The scent hung faintly in the still air, tickling the animal's nose, hinting at memories long since set aside. Glancing furtively to left and right, the hound slipped away from the scavenging wolf pack, crunching a lone trail through the freshly laid snow.
There— sticking out from a crumbled white heap, the outline of a man's leg. Bounding closer, the dog sniffed cautiously, then with increasing excitement it began to claw away the snow, revealing a second limb. Somewhere, deep within the frozen tomb, the faintest whisper of a groan slipped from frost-bitten lips, proof that life yet lingered.
The hound sank its teeth into one of the creaky leather boots, focussed on pulling the buried figure from the snow drift. But with a sudden yelp it found itself flying backwards as the boot slipped treacherously from near petrified toes. Scrambling to its feet, it cocked one ear and listened attentively lest its cry might have attracted the attention of the nearby wolves. Relieved that no answering bark was forthcoming, the dog resumed the slow, tedious task of clearing away the snow from the rest of the man's body.
By now it had realised that the buried form was not that of its master. Many moons had slipped by since it had been stupid enough to pursue a surprised caribou down the unmarked trails. The trapper had whistled for its return but the foolishness of youth had compelled it to fly over the next ridge, unprepared for neither the sudden ditch that had driven the breath from its body nor for the half-buried tree root that had plunged its world into darkness. By the time the dog had staggered clumsily to its feet, all that remained of its master and canine companions had been barely visible sledge tracks that soon vanished in the frozen wastes.
The wolves had come upon the hound that same night. The fight was short and bloody and useless. Mere seconds later and its throat would have been torn out, its blood left to stain the unending snow, a testament to the unquestioned superiority of the wild. But a she-wolf had intervened, nipping the lead wolf on the shoulder, claiming the dog's life in lieu of some long-forgotten favour. Ultimately she had taken the dog as mate, bearing seven pups in two litters, three of which had survived the long winters when food seemed as distant as the warmth of the sun's embrace.
The man's head was visible now. Desperate with equal measures of anticipation and fear, the dog tore off the layers of cloth and licked the exposed face, probing with its tongue between colourless lips. Suddenly, the figure coughed. One eye quivered, then opened a crack. Moments later the man's head shifted, breaking free from its icy confinement.
“Get out of here, you mangy cur.”
The words were barely more than a whisper, but their tone was unmistakeable. Hesitant, bewildered, the dog backed off two steps. It watched as the man tore himself free from the snow's grasp and clambered uncertainly to his feet.
“You keep your filthy hands off my furs.

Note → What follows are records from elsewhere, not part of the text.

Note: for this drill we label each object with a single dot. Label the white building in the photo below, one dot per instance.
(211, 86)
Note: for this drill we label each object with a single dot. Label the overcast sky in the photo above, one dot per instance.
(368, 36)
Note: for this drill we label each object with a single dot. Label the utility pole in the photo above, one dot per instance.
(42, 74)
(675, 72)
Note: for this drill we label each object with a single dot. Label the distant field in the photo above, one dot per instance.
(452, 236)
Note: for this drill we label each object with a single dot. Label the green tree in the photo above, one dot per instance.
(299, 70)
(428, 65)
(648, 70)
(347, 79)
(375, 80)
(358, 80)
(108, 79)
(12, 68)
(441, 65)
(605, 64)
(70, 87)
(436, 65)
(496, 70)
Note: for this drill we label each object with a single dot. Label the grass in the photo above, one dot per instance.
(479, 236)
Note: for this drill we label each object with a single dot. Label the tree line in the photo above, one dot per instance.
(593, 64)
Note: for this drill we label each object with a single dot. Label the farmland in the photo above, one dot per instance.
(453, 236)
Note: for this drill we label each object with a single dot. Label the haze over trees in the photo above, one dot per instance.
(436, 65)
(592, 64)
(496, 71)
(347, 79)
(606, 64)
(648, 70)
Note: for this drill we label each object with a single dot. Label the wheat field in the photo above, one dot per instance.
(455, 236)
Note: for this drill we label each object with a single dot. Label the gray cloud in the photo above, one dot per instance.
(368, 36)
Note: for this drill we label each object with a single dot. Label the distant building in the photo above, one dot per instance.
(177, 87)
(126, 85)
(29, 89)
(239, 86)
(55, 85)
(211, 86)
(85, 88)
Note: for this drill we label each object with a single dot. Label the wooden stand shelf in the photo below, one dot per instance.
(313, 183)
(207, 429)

They're my ticket out of this God-forsaken place. Get away!”
Distant memories tiptoed tentatively through the animal's mind. Its master had sometimes ranted like this, more usually after drinking heavily of the brown water he carried everywhere in a metal tin. But this man ought to be grateful. By now he should be stroking the faithful hound, muttering thanks for the unexpected rescue, fondly tickling the tips of its ears.
The man picked up a branch and hurled it feebly at the dog. The wood fell short but the message didn't need repeating. Turning tail the dog disappeared between the trees and didn't stop running. A short time later, the tirade of insults turned to howls of terror as the wolf pack tracked down the source of all the disturbance. Thereafter the only noise was that of the crunching of bones.

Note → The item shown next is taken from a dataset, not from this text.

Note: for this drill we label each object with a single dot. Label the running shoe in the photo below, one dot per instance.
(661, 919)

That night, as the moon dragged itself wearily through the heavens, the hound crept into its camp among the tall pine trees. Nuzzling the distended belly of its mate, it lay down and pondered the injustice of fate. In heroic self-sacrifice it had offered to abandon the companionship of the wolf pack for the sake of a human in real and desperate need. But the man had rejected the dog's love; had scorned it; had paid dearly for his vanity.
Exhausted by sorrow, the adopted 'wolf' fell asleep.